De acuerdo con la información, difundida por RTL Nieuws y NOS, la reina —de 54 años— solicitó su incorporación cerca del límite de edad permitido. Su entorno familiar tiene antecedentes vinculados al ámbito militar, ya que el rey Guillermo Alejandro recibió entrenamiento con los marines en su juventud y mantiene rangos de reserva, mientras que su hija mayor Amalia completó recientemente formación militar básica, y como consecuencia fue considerada reservista dentro de su programa académico.
En este sentido, el Ministerio de Defensa neerlandés está impulsando campañas para aumentar el número de reservistas que pueden ser convocados ante desastres naturales o conflictos, sustituyendo temporalmente a personal profesional. De esta forma, las funciones asignadas abarcan desde tareas de guardia hasta investigación en ciberseguridad o participación en bandas militares.

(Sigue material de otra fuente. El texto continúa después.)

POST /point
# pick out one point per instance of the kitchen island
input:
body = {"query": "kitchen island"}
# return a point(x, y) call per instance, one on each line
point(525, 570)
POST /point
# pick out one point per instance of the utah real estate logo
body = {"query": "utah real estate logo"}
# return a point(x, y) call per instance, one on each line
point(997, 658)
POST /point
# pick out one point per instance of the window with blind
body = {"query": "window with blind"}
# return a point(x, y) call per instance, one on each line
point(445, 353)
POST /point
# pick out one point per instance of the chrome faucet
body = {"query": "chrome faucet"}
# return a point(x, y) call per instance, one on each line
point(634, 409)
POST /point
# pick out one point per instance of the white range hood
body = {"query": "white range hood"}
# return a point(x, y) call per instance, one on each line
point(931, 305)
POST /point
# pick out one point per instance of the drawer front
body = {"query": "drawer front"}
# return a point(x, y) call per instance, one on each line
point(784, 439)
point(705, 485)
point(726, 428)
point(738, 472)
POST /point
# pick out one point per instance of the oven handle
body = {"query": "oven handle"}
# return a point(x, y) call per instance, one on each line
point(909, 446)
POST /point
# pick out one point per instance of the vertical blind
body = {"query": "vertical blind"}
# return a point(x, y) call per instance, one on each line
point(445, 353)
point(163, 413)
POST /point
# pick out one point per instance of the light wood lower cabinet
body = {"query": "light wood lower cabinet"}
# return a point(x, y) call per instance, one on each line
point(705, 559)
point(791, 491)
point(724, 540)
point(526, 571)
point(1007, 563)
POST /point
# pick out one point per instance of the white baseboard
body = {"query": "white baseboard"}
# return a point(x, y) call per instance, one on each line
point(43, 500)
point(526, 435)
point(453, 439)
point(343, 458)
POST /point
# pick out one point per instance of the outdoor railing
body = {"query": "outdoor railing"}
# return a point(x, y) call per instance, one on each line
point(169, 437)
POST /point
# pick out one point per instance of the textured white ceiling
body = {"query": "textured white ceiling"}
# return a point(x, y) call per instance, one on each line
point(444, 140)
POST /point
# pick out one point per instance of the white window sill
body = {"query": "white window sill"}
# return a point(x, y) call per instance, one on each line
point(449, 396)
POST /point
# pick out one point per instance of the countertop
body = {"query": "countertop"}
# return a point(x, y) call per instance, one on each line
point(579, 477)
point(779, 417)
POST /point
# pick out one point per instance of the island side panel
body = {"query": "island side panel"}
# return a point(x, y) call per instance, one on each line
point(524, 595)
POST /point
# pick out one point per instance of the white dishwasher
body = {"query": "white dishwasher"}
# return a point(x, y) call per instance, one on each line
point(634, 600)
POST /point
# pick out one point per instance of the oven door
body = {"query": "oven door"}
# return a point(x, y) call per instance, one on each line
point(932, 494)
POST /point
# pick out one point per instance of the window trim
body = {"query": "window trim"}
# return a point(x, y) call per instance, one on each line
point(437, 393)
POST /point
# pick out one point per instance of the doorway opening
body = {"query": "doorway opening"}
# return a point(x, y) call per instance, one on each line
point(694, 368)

Junto a Países Bajos, los gobiernos europeos se preparan para una amenaza rusa
En términos estratégicos, la posible formación de la reina Máxima como reservista se inscribe en un contexto europeo marcado por la guerra entre Rusia y Ucrania y la revisión de las políticas de defensa en el continente. La percepción de una amenaza sostenida impulsa a los gobiernos europeos a reforzar su preparación militar, aumentar inversiones y ampliar capacidades humanas disponibles para contingencias.

De acuerdo a un informe difundido en Londres y París, el bloque europeo no estaría en condiciones de garantizar por sí solo una disuasión nuclear creíble frente a una potencia como Rusia si Estados Unidos retirara su respaldo estratégico. Esto reavivó un debate latente en el continente, y es por ello que la decisión atribuida a la monarquía neerlandesa adquiere una dimensión política más amplia al reflejar una narrativa de movilización institucional y social frente a un entorno de seguridad cada vez más incierto.